Le Dakar : course, sport, commerce ou folie ?

Voilà, c’est reparti, le 28e rallye-raid a pour nom "Lisbonne-Dakar 2006" ! Après un an d’attente fébrile, de préparation de leur belle machine pétaradante et gonflée jusqu’au cou, les voilà, ces "Schumis" en herbe, amateurs ou professionnels, ces "chatouilleux de la pédale d’accélérateur" au portefeuille bien garni, qui se sont lancé à l’assaut de leur traversée du désert. Toujours prêts à sacrifier leur réveillon de Saint-Sylvestre, à bord de leur charroi hétéroclite de voitures, motos et camions, ils se targuent, une nouvelle fois, de traverser le désert dans le minimum de temps.

Pour 2006, la vitesse maxi des camions et des motos a été limitée à 160 km/h. Les villages seront théoriquement épargnés, vu la limite de 50 km/h. L’avertisseur de dépassement "Sentinel" est obligatoire pour tous. Le système électronique "Iritrack" sera obligatoire, transmettra par satellite la position des concurrents et pourra apporter l’aide nécessaire en cas de besoin. La navigation par système GPS sera par contre limitée au niveau des fonctionnalités. Pour corser la course, une étape sera organisée sans aucune assistance. L’autonomie des motos passera de 350 à 250 kms, pour en réduire le poids et en augmenter la maniabilité.

Comme ils ont pendant un an rongé leur frein en s’incrustant dans les files sur nos routes, rien ne pourra plus arrêter ces jeunes et moins jeunes, qui ont fantasmé en préparant l’épreuve reine du baroudeur, celle qui va leur permettre de se défouler aux yeux du monde, de briller l’espace de quinze jours sous les feux de la rampe du soleil africain. Les médias, comme toujours, seront tous au rendez-vous de l’épreuve.

Si on sort de cette effervescence, il saute aux yeux que le Dakar est vraiment la réplique parfaite de la vie de l’homme moderne, qui roule à tombereau ouvert, dans une fuite en avant, sans perdre un instant pour voir, sans prendre le temps de regarder les paysages qu’il traverse et les gens qui les peuplent. Les retombées financières pour les populations n’existent pratiquement pas. On ne fait que passer, on laisse des traces, mais on ne les efface pas. La passion n’a simplement pas de prix. Ce rallye ne manque pas de sponsors qui, pour décorer la vitrine de leur production, n’hésitent pas mettre le prix.

A bord de leurs bolides, les coureurs restent insensibles aux problèmes existants, à ceux qu’ils créent eux-mêmes, en réveillant des populations qui n’ont vraiment pas besoin de cette agitation. Agression écologique et humanitaire, perturbée par la politique et le terrorisme, le Dakar est contesté tous les ans.
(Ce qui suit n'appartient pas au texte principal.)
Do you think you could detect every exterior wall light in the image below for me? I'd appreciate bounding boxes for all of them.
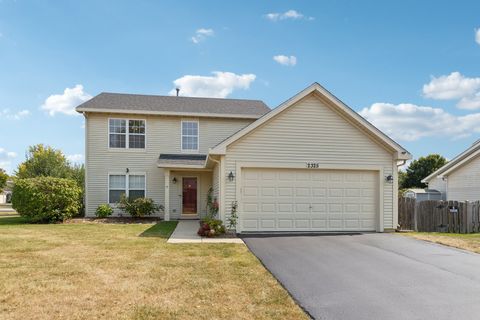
[385,175,393,183]
[172,177,177,184]
[228,171,235,181]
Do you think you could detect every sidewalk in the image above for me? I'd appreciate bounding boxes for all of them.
[167,220,244,244]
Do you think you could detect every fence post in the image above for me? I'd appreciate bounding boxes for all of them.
[413,201,418,232]
[465,201,471,233]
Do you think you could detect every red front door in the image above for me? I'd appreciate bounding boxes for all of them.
[182,177,197,214]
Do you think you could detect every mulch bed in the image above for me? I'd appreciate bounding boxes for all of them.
[66,217,162,224]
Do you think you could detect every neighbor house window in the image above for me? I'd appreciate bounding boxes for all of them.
[181,120,199,151]
[109,119,145,149]
[108,174,146,203]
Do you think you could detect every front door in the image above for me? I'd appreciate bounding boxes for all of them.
[182,177,197,214]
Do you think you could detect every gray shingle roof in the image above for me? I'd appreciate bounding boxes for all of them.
[76,92,270,118]
[157,154,207,168]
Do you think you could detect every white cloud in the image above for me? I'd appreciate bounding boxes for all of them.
[0,147,17,172]
[41,84,92,116]
[475,28,480,45]
[67,154,84,164]
[0,109,30,120]
[191,28,214,44]
[265,10,314,21]
[359,102,480,141]
[273,55,297,66]
[423,72,480,100]
[458,93,480,110]
[169,71,256,98]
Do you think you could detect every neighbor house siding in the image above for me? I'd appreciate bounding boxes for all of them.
[222,93,396,229]
[427,177,447,200]
[85,112,253,216]
[447,157,480,201]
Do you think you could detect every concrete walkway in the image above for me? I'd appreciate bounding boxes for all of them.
[167,220,244,244]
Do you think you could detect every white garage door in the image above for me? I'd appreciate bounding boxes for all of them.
[240,168,378,232]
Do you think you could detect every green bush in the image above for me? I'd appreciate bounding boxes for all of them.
[95,204,113,218]
[11,177,82,223]
[118,195,163,218]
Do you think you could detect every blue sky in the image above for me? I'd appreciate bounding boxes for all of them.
[0,0,479,173]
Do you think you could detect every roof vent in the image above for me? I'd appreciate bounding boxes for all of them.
[175,88,180,97]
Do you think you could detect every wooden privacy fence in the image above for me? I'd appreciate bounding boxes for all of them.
[398,198,480,233]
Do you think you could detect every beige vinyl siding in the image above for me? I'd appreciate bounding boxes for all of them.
[212,163,220,201]
[427,177,447,199]
[223,93,396,229]
[85,112,252,216]
[447,157,480,201]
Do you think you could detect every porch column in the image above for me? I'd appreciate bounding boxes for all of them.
[164,169,170,221]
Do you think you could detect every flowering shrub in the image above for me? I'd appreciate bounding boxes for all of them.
[197,218,226,237]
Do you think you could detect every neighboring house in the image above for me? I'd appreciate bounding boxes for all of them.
[77,83,411,232]
[422,140,480,201]
[0,180,13,204]
[403,188,443,201]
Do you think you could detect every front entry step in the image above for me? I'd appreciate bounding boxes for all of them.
[180,215,199,220]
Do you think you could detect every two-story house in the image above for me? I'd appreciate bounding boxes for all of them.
[77,83,410,233]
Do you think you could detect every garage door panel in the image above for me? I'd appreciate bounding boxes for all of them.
[241,168,378,232]
[243,203,259,213]
[261,187,275,196]
[278,219,294,228]
[260,219,275,229]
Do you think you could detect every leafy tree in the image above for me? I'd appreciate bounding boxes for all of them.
[15,144,85,216]
[16,144,71,179]
[0,168,8,193]
[398,169,407,193]
[400,154,447,189]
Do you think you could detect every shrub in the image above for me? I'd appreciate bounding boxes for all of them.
[197,217,226,237]
[11,177,82,223]
[118,195,163,218]
[95,204,113,218]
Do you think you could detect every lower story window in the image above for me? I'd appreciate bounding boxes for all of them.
[108,174,146,204]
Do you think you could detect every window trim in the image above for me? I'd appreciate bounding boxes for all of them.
[108,172,147,204]
[108,118,147,150]
[181,119,199,153]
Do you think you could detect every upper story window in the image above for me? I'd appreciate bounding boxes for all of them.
[181,120,199,151]
[109,119,145,149]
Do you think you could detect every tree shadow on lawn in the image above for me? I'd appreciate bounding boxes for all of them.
[139,221,178,238]
[0,216,29,225]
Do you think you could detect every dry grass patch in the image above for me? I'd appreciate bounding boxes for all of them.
[402,232,480,254]
[0,217,307,320]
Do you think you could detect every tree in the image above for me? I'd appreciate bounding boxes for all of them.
[398,169,407,192]
[0,168,7,193]
[400,154,447,189]
[16,144,71,179]
[15,144,85,216]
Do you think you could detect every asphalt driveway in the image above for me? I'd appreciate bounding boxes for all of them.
[243,233,480,320]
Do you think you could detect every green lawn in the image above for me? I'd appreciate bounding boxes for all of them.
[402,232,480,254]
[0,216,307,320]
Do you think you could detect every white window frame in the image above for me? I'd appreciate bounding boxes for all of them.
[108,118,147,150]
[108,172,147,204]
[181,120,199,153]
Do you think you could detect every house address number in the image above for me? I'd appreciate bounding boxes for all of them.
[306,162,320,169]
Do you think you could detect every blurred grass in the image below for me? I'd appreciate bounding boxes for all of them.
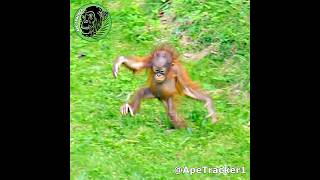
[71,0,250,179]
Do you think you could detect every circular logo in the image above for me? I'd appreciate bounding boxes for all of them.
[74,4,112,41]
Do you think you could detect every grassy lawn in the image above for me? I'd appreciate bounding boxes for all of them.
[70,0,250,179]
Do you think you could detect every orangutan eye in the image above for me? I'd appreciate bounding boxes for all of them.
[153,66,166,74]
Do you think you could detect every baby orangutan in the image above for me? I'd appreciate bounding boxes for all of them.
[112,45,217,128]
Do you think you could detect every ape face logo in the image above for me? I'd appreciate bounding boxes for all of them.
[74,4,112,41]
[80,11,96,36]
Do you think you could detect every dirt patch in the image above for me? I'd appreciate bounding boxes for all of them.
[108,1,121,9]
[180,32,193,47]
[155,1,218,61]
[183,44,218,61]
[219,44,238,73]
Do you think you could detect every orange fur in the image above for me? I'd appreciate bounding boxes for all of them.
[114,44,217,128]
[121,44,201,98]
[146,44,200,98]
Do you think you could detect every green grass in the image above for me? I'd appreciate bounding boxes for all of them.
[71,0,250,179]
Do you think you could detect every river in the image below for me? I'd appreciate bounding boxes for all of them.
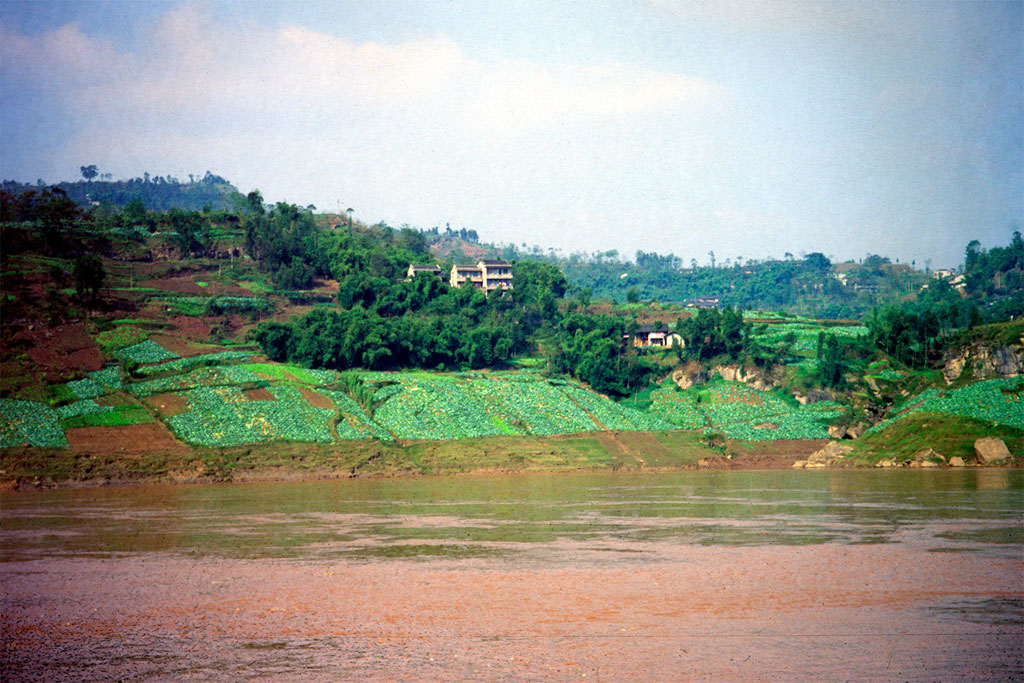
[2,469,1022,680]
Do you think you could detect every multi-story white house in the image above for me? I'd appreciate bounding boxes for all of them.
[449,260,513,293]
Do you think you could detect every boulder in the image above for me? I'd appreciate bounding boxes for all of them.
[806,441,854,467]
[948,456,966,467]
[791,460,807,469]
[828,425,848,440]
[974,438,1011,464]
[845,425,865,439]
[875,458,897,468]
[914,448,945,463]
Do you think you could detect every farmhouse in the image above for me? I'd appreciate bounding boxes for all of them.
[406,264,443,280]
[685,296,720,309]
[449,259,513,293]
[627,323,683,348]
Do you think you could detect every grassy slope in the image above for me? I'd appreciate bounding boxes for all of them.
[851,411,1024,463]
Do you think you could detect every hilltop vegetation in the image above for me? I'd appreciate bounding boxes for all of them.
[1,172,1021,484]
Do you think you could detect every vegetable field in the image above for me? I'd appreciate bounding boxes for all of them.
[167,386,335,447]
[115,340,180,365]
[648,381,840,440]
[868,377,1024,434]
[0,399,69,448]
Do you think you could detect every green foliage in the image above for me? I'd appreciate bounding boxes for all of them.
[66,377,106,400]
[867,377,1023,434]
[127,365,261,397]
[73,253,105,301]
[115,340,180,365]
[648,381,841,441]
[96,324,148,351]
[133,351,255,377]
[0,399,69,448]
[167,386,335,447]
[61,404,153,429]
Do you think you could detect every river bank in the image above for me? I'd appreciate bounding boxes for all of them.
[1,431,837,490]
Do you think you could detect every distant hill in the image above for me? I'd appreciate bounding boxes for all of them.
[1,171,241,212]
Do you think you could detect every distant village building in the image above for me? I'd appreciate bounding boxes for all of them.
[932,268,957,280]
[449,259,513,293]
[406,264,443,280]
[685,296,720,309]
[626,323,683,348]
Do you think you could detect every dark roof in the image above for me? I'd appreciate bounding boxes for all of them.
[454,264,482,271]
[409,264,440,271]
[479,259,511,266]
[635,323,669,334]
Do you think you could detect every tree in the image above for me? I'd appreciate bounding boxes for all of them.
[80,165,98,182]
[74,254,105,302]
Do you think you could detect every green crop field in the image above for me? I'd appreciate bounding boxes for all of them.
[868,377,1023,435]
[648,381,840,440]
[167,385,335,447]
[115,340,180,365]
[127,365,261,397]
[0,399,69,448]
[133,351,254,377]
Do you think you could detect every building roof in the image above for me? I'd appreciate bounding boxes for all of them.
[409,264,441,271]
[635,323,669,334]
[478,259,511,266]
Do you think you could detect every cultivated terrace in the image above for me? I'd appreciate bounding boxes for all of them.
[1,177,1021,487]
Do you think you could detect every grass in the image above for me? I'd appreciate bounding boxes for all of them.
[61,404,154,429]
[852,411,1024,463]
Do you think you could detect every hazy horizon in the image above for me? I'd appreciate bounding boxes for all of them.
[2,0,1021,269]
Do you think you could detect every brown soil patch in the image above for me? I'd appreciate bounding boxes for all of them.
[243,387,276,402]
[65,423,191,456]
[724,438,831,468]
[297,387,334,409]
[141,275,207,295]
[19,323,104,379]
[150,330,217,356]
[147,392,190,417]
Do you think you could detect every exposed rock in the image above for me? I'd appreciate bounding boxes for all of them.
[875,458,898,468]
[975,438,1011,464]
[828,425,848,439]
[948,456,966,467]
[672,367,708,390]
[919,460,939,468]
[915,448,945,463]
[792,460,807,469]
[716,364,745,382]
[806,441,854,467]
[845,426,865,440]
[943,343,1024,383]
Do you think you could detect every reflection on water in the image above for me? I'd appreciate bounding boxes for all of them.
[2,469,1022,563]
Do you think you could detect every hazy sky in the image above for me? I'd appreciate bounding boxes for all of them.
[2,1,1020,267]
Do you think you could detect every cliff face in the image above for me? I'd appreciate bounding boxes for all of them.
[942,342,1024,383]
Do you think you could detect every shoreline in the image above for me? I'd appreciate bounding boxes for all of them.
[3,430,1015,492]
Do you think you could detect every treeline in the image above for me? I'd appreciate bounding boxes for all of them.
[868,233,1022,368]
[1,171,238,212]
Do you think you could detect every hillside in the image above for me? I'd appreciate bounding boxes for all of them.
[1,182,1021,485]
[1,172,240,212]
Le désert n’est plus qu’un prétexte, un attrait touristique d’aventure qui attire sans plus aucune intention d’apporter la moindre amélioration à la sécurité routière. 

Comme ce fut le cas lors de précédents rallyes, si d’aventure, une fillette de la population locale, surprise par ce tohu-bohu, s’approchait trop près de la piste, et que l’accident prévisible, fatal, survienne, la victime ne serait qu’un nom ajouté aux "dégâts collatéraux" d’une course impassible et impersonnelle. Le spectateur, devant sa télévision, s’émeuvra quelques instants, en pensant à la jeune vie qui est partie, et puis dans les images qui suivent, ne pensera plus stratégiquement qu’aux pronostics du vainqueur le plus probable.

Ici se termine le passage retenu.